NUNO RAMOS DE ALMEIDA

 Transformar o mundo e mudar de vida, como exigiam Marx e Rimbaud, parece muita vezes sem sentido. Mas, há algum sentido em estar parado? 

Quando tinha sete anos descobri a morte. Percebi que havia uma espécie de parede inultrapassável e um tempo eterno sem nós. O céu e as nuvens que até ali me tinham parecido coloridos pareciam esmagar-me. Até o silêncio se tinha tornado ruidoso. O meu pai pegou em mim e explicou-me nessa noite as vantagens de se morrer e que nós tínhamos o nosso tempo de eternidade. Na nossa vida havia um pedaço de infinito em que todos os segundos contavam. Era a morte que nos dava a urgência e a necessidade de nos superarmos. A vida podia enganar o tempo, bastava dar-lhe sentido. Ironizava comigo se fosse possível congelar as pessoas, para lhes prolongar a vida quando a ciência tivesse mais desenvolvida, estaríamos a obrigar as pessoas do futuro a descongelar muita porcaria. Poucos meses depois, o meu pai esteve à beira da morte. Ia, com Lino de Carvalho ao volante, para um comício, vinham de várias diretas, e adormeceram. Esteve 15 dias em coma, lutando para viver. Sobreviveu com mazelas irrecuperáveis. Nunca aceitou as suas limitações. Tentou recuperar pela escrita e pelo trabalho aquilo que tinha perdido em capacidade.

O meu pai queixava-se de o meu avô ter morrido jovem e de nunca lhe ter dito o suficiente. O meu avô nunca o tinha visto jovem, nunca o tinha visto homem. A última imagem que tinha dele, foi quando lhe tinham pedido que o beijasse morto e o meu pai, adolescente, só tinha conseguido chorar.
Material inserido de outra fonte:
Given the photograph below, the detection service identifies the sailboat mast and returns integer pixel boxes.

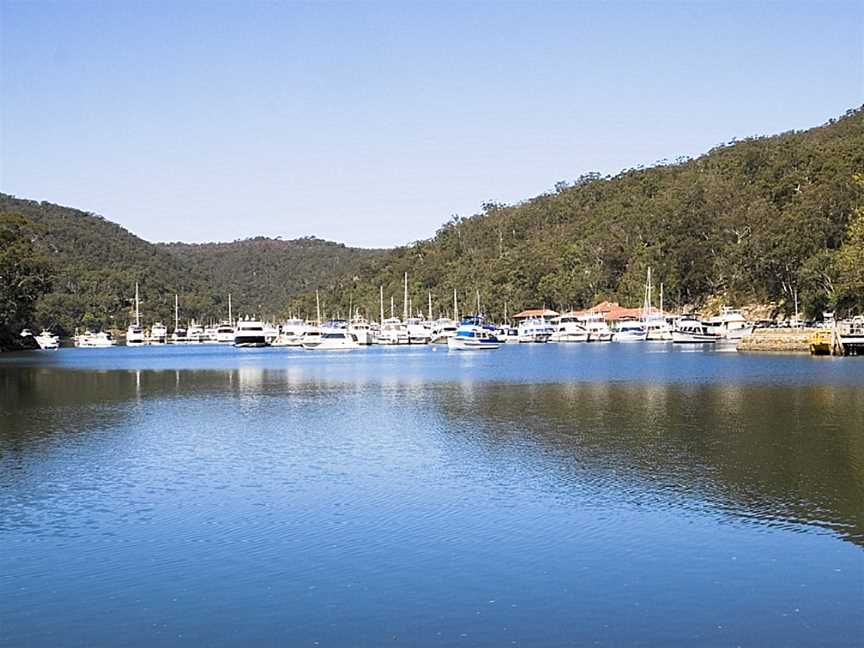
[316,289,321,325]
[228,293,233,324]
[135,282,140,327]
[403,272,408,321]
[390,295,395,318]
[379,286,384,324]
[453,289,458,321]
[174,294,179,331]
[428,292,432,321]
Tive a sorte de conhecer o meu pai. Um jovem de cabelo branco, preso pela primeira vez aos 17 anos, para quem as causas e as paixões eram a única razão para respirar. Corria atrás do tempo perdido em quatro anos nas celas de Peniche. Dizia-me que a minha geração tinha muito tempo de avanço e que nos cabia aproveitá-lo. Havia uma urgência ditada pela entrega política e pela necessidade de viver em permanente estado de paixão.

Quando a sombra frágil que está ligada à máquina falhar terá ficado nos seus a urgência em que na vida curta tudo vale a pena. As paixões como as revoluções são tentativas de rompermos as leis que nos condenam à mediocridade e à servidão. No fim estaremos todos mortos, o que conta é termos sidos capazes de um gesto livre.
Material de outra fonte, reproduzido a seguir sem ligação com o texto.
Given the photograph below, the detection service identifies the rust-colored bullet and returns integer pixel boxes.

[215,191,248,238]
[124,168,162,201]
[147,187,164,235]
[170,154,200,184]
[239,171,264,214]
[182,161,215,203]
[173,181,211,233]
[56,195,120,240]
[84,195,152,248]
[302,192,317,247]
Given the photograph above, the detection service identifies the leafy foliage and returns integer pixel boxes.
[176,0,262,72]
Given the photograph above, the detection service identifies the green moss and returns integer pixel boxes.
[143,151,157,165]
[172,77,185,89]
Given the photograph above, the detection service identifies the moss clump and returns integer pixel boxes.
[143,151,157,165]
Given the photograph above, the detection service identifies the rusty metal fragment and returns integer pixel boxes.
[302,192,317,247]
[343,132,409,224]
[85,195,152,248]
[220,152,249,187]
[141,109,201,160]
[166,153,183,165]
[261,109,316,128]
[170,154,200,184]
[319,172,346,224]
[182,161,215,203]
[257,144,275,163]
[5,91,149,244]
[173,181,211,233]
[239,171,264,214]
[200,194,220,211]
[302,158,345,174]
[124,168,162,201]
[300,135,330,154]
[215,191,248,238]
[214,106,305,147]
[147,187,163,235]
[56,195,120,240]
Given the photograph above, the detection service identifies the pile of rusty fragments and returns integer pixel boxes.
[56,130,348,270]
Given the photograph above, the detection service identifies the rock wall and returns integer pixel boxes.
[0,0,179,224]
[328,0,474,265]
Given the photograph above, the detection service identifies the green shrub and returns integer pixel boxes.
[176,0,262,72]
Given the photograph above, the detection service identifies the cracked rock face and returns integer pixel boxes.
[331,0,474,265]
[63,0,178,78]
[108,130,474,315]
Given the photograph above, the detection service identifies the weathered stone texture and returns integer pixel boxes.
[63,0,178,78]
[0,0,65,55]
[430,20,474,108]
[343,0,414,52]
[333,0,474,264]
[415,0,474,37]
Cresci a escutar a história de uma revolta perdida. Íamos mudando de país em país: Checoslováquia, Argélia, Suíça, França e chegamos a Portugal como clandestinos. À noite o meu pai não se cansava de me contar, como se fosse um conto de fadas, a história da Revolta dos Anjos. Dizia-me que depois de muitos abusos e opressão, os anjos tinham decidido revoltar-se . Na véspera do grande dia, o líder dos revolucionários sonhou que triunfava e ocupava o trono do tirano. O pesadelo começava, pouco tempo depois, com a canga das coisas inevitáveis, os revoltados tornavam-se senhores em vez dos senhores que tinham jurado derrubar. Depois de acordar, Lúcifer teria desistido da insurreição. A história tinha uma moral óbvia que nos impelia à prudência. Contudo, teimávamos em não lhe obedecer, apesar de sabermos que a maior parte dos esforços são vãos.

Transformar o mundo e mudar de vida, como exigiam Marx e Rimbaud, parece muita vezes sem sentido. Mas, há algum sentido em estar parado? Nos seus Provérbios do Inferno, William Blake garantia: “o que deseja e não age gera pestilência”.
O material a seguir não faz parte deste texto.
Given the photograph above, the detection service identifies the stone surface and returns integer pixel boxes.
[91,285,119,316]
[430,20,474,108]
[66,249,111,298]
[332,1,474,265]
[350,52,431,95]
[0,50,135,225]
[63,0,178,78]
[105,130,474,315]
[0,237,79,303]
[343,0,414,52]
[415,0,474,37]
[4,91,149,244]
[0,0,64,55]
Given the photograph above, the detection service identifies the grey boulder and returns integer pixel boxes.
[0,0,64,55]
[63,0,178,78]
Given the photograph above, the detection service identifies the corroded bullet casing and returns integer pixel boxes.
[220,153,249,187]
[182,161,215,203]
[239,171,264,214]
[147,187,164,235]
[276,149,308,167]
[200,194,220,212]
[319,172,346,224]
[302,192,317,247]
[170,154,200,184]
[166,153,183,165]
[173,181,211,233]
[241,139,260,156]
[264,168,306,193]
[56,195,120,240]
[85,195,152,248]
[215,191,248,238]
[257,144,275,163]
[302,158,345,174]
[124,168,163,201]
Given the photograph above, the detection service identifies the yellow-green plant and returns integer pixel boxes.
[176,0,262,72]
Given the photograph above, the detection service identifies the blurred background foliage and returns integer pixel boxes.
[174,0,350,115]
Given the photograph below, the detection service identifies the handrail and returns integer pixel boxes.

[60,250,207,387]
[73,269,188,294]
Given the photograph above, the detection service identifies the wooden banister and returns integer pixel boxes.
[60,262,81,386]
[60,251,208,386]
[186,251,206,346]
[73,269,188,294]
A guerra dos anjos revoltados contra o poder de Deus é uma guerra perdida. Mas é um grito contra a adversidade.

Como escrevia Giambattista de Marino, no seu Satã, ”(…) e mesmo se tombarmos vencidos, ter tentado tão alto feito é ainda um triunfo…”

Da mesma forma que a nossa vida é um grito que ecoa no meio da morte.